I have taken the liberty of inscribing these pages to you, not only because it was at your request that this Sermon was originally preached, and is now published, nor only as a slight token of my high admiration for your Christian love, and zeal in all good works, but specially from your connection with the relief of that peculiar character of spiritual destitution which in one place this effort is intended to supply. Your parochial ministry in Berkshire made you well acquainted with the spiritual wants of the scattered inhabitants of our hamlets, and for the supply of those wants, in more than one parish surrounding Denchworth, many generations will, I doubt not, call you blessed. You felt, as I believe, most justly, that no wants are more urgent. The case, indeed, of the poor dwellers in our great towns

has its own peculiar aggravations; but to these the vast numbers of the destitute has, thank God, already attracted attention and relief. Not one word would I say to damp the zeal of those whose especial efforts have been addressed to the relief of this necessity. I would only desire to call attention to another, and if a less obtrusive, a no less real call for Christian charity.
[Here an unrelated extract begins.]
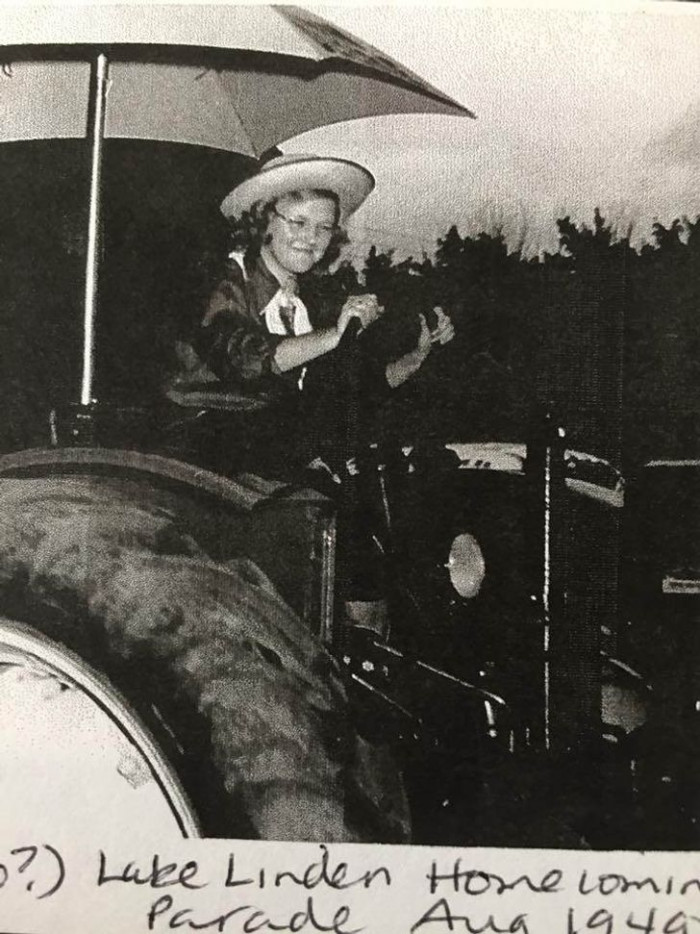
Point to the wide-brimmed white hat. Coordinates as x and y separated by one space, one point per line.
351 182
No one who has not become practically acquainted with them can duly estimate the deep trials which dry up the spiritual life of the poor families who are gathered into the remoter hamlets of our agricultural parishes. Here too often the poor do literally grow up uncared for, and unknown. Afar, in most cases, from all the softening influences of occasional intercourse with more educated neighbours, they become coarse and hard not only in outward manners but in character and habits. Commonly the poorest of the poor are thrust into these outskirts of civilization; their children are rarely found in our schools; their girls grow up without the restraining, elevating influences which flow to all from the consciousness of being observed by those above them in habits and education; their young men are not led by any secondary

.

influences to place a restraint on those sensual appetites which by their coarse indulgence so eminently brutalize the whole character, whilst the elder people seem, for the most part, drowned in the impenetrable apathy of hardened ignorance. The one remedy for this evil is to plant the presence of a truly Christian pastor amongst them. By ministering to them, the gospel of Christ's grace, and the ordinances of the church, this reaches their wants in the more direct manner; and incidentally it has the same effect, by planting amongst them one, who, by a sympathy with all their temporal wants and afflictions, opens their hearts to the softening influences of kindly intercourse with the educated and comparatively polished.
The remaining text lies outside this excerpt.